Faisant fi de toute introduction,
Falling Stars jette directement le joueur dans l'action en lui donnant immédiatement le contrôle de l’héroïne et en le laissant libre de ses actions. Un bon point alors que l'aventure débute à peine, et ce bien en marge de tous ces RPG ne décollant qu'après 1, 2, 3 heures de jeu ! Une rapide assimilation des commandes passée et la porte de la maison de Luna franchise, l'aventure commence enfin. Et attention à ne pas sous-estimer la puissance textuelle de l'aventure : certes Dazzleon est à peine plus grand que la moitié du village Kokiri de
Ocarina of Time, oui il ne comporte qu'une dizaine d'habitants, certes l'existence de gros temps de chargement entre chaque zone porte à interrogation ; mais les rapports de Luna avec ses compatriotes incarneront nombre de thématiques modernes ou philosophiques qui rattraperont tout ça. Il faut savoir aller au delà des apparences car même si le jeu possède un niveau d'écriture similaire à celui d'un enfant de CM1, le sous-estimer signifiera passer à côté de riches discussions sur la vacuité de l'existence, l'égalitarisme, la place de la religion, la recherche post-sociétale du bonheur, le post-structuralisme ou encore l'opposition entre modernisme et traditionalisme. Et tout ça traité avec intelligence, sans censure aucune, dans un maelstrom verbeux et réfléchi que même Nietzsche en Super Saiyan 4 n'aurait pas osé imaginer. Une vraie réussite.
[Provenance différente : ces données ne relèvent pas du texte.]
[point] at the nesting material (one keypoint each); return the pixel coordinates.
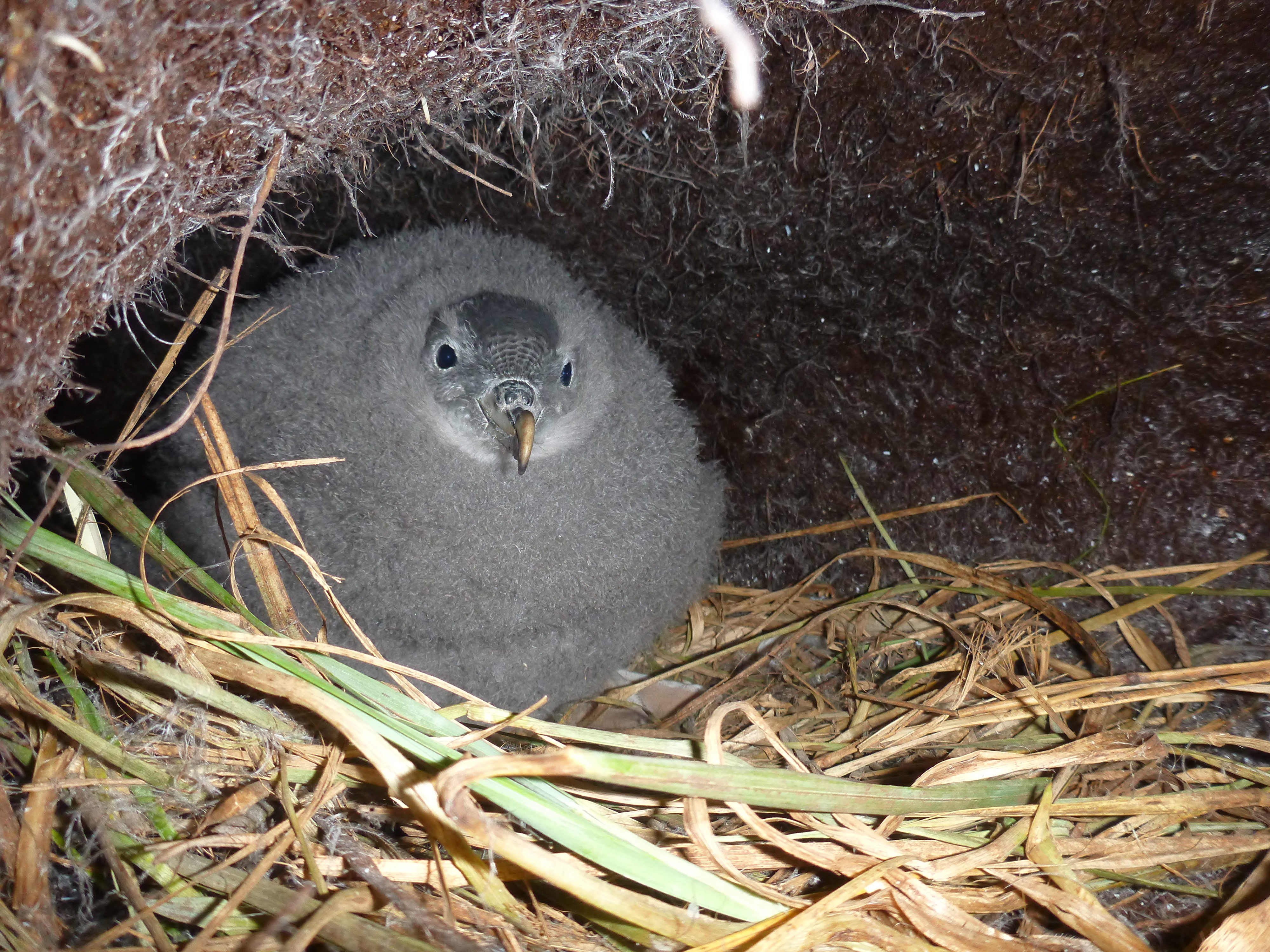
(512, 564)
(993, 775)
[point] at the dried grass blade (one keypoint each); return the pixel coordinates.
(946, 923)
(1097, 925)
(1106, 619)
(812, 926)
(32, 898)
(247, 521)
(401, 774)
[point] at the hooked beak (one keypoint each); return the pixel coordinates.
(509, 406)
(524, 439)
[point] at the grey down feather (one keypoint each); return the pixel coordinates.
(511, 586)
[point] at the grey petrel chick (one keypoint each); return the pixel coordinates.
(521, 508)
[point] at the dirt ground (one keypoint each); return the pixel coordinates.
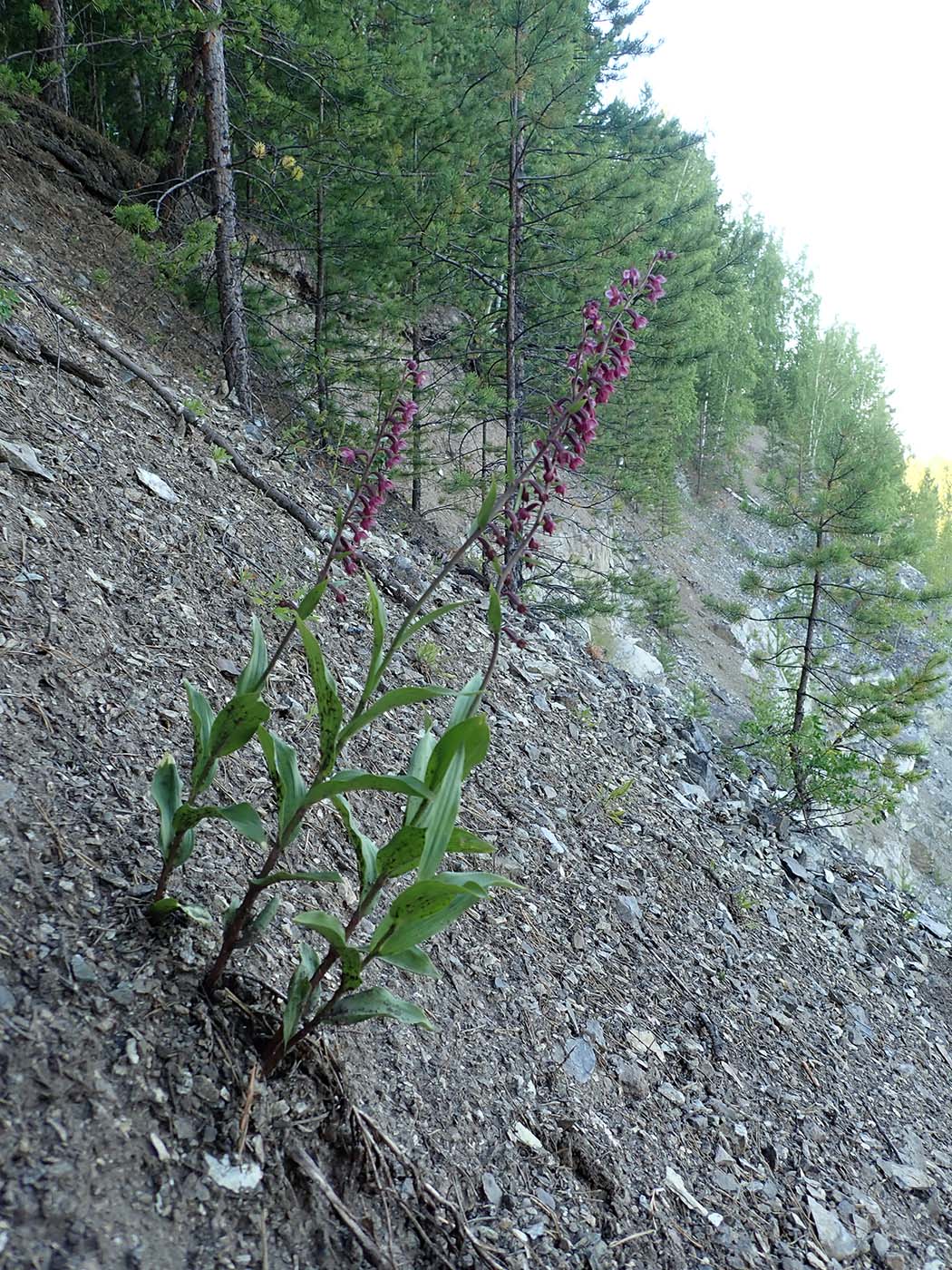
(689, 1039)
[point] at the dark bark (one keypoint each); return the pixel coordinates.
(56, 89)
(320, 286)
(514, 318)
(514, 308)
(226, 266)
(796, 756)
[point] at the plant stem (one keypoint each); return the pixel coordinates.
(237, 926)
(276, 1050)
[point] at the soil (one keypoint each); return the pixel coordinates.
(691, 1039)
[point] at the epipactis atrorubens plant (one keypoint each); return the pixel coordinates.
(327, 986)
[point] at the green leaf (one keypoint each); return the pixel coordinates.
(419, 762)
(393, 700)
(330, 711)
(471, 736)
(422, 622)
(378, 621)
(162, 907)
(351, 969)
(440, 816)
(402, 854)
(167, 796)
(481, 883)
(466, 701)
(169, 904)
(197, 913)
(286, 777)
(241, 816)
(298, 991)
(494, 618)
(325, 923)
(234, 727)
(463, 841)
(187, 846)
(260, 923)
(485, 513)
(376, 1003)
(237, 723)
(346, 780)
(311, 600)
(251, 677)
(419, 912)
(414, 961)
(364, 847)
(202, 717)
(292, 876)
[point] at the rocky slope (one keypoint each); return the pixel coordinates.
(691, 1039)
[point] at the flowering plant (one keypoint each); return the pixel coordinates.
(507, 530)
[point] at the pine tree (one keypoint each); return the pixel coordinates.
(838, 695)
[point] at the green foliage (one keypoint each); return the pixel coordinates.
(695, 704)
(136, 219)
(427, 804)
(9, 298)
(613, 800)
(834, 713)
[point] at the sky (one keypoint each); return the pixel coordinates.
(834, 117)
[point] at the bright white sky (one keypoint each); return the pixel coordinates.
(835, 118)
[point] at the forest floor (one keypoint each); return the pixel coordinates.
(692, 1039)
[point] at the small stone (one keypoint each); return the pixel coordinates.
(491, 1189)
(628, 911)
(938, 929)
(122, 994)
(160, 488)
(835, 1238)
(793, 867)
(82, 971)
(23, 459)
(579, 1060)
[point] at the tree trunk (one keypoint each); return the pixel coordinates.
(320, 298)
(514, 367)
(701, 446)
(796, 756)
(56, 89)
(226, 267)
(183, 122)
(514, 311)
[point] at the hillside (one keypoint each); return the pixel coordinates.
(694, 1038)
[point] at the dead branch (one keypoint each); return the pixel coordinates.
(314, 1175)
La chenille qui devient papillon
Lancée sur les routes de Dazzleon, Luna est totalement libre de ses mouvements. Bien sûr dans de la limite des routes disponibles (il faut savoir que
Falling Stars a été la source d'inspiration n°1 de
Motomu Toriyama pour la structure de
Final Fantasy XIII !) et de sa barre d'endurance. Plutôt lente et robotique dans ses mouvements - probablement par souci contemplatif, un personnage lent offre ainsi plus de temps pour s'imprégner de la direction artistique, bien vu l'artiste ! - Luna dispose d'une barre de sprint qui se vide en quelques secondes mais nécessite quelques minutes pour se regonfler. Un aspect qui se veut réaliste dans la perception de l'individu (qui n'est qu'un être humain, après tout) et que chacun jugera à son niveau.
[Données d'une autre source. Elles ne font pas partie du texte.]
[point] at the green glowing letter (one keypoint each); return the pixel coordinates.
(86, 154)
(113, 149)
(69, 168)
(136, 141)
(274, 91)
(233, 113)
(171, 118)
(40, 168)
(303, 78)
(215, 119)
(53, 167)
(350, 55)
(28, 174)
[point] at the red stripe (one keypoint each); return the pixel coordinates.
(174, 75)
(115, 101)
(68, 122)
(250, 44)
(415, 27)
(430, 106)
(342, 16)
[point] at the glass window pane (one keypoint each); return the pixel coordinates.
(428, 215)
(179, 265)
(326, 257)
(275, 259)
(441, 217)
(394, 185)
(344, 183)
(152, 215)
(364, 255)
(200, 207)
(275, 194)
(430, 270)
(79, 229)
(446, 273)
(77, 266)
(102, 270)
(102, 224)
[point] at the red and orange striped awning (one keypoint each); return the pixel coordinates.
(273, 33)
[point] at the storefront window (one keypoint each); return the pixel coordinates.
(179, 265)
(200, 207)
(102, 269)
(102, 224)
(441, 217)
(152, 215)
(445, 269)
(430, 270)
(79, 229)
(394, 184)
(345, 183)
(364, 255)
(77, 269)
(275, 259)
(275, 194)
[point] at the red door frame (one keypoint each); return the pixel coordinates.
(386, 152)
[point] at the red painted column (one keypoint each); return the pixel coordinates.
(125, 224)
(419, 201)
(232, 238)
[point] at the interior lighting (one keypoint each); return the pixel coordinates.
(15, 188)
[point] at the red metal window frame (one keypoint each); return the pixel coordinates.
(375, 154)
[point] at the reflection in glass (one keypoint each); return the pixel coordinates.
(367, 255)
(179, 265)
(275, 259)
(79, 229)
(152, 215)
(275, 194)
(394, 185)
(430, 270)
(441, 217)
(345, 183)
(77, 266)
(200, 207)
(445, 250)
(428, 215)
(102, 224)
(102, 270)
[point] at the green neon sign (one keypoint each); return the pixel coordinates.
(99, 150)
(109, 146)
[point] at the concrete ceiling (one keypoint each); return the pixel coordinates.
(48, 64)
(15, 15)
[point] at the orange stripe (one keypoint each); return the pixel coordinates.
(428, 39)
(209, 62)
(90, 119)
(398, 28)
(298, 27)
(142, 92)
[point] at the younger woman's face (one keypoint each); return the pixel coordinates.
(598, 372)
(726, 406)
Figure centrale de Dazzleon de par son volontarisme et son courage, Luna va également devoir veiller au maintien de la cohésion sociale dans la contrée en plus de ses obligations storyliennesques. Un effort nécessaire et payant dans la mesure où toutes les récompenses et les conclusions qu'elle accumulera, elle comme le joueur, lui seront utile tant matériellement que moralement dans son évolution en tant qu'entité humaine. Ainsi, pas moins de 18 quêtes et 7 activités, toutes différentes, seront réalisables : sauver un chaton en empilant des coussins, nettoyer le sol d'un labo, livrer des médicaments ou capturer des lapins ne sont que quelques-unes des tâches que Luna pourra réaliser pour aider son prochain. Néanmoins certaines ne seront pas facile à déclencher, et il faudra jouer avec l'intersubjectivité et la notion de critique apparente des habitants de Dazzleon pour pouvoir leurs décrocher plus de mots que d'habitude. En effet, par le biais d'un système de changement de costumes, Luna pourra influencer l'appréciation des habitants à son égard. Une étape nécessaire et ardue pour obtenir des objets rares et des sous. Bien sûr vous pouvez également outrepasser toute cette partie, mais ça serait renier l'incroyable apport culturel, sociétal et ludique de l'ensemble.
Martialo-psychanto-ludisme
L'autre partie du jeu touche au combat, et c'est le partenaire de Luna, Komi l'ours-koala bleu, qui sera le principal acteur de cette partie. Mais au préalable, il faudra d'abord provoquer le combat, chose qui se fera au contact de petites boules colorées se baladant sur le terrain. Et rien qu'avec cet aspect, le jeu offre déjà une petite leçon de vie sur la notion de rapport au danger : on pourrait croire que l'étalage de couleurs va crescendo en fonction du degré de dangerosité, que nenni, on peut très bien se faire dérouler par l'occupant d'une innocente boule couleur verte ! Méfiance et révision des codes établis, Falling Stars vous inculque encore une fois quelque chose.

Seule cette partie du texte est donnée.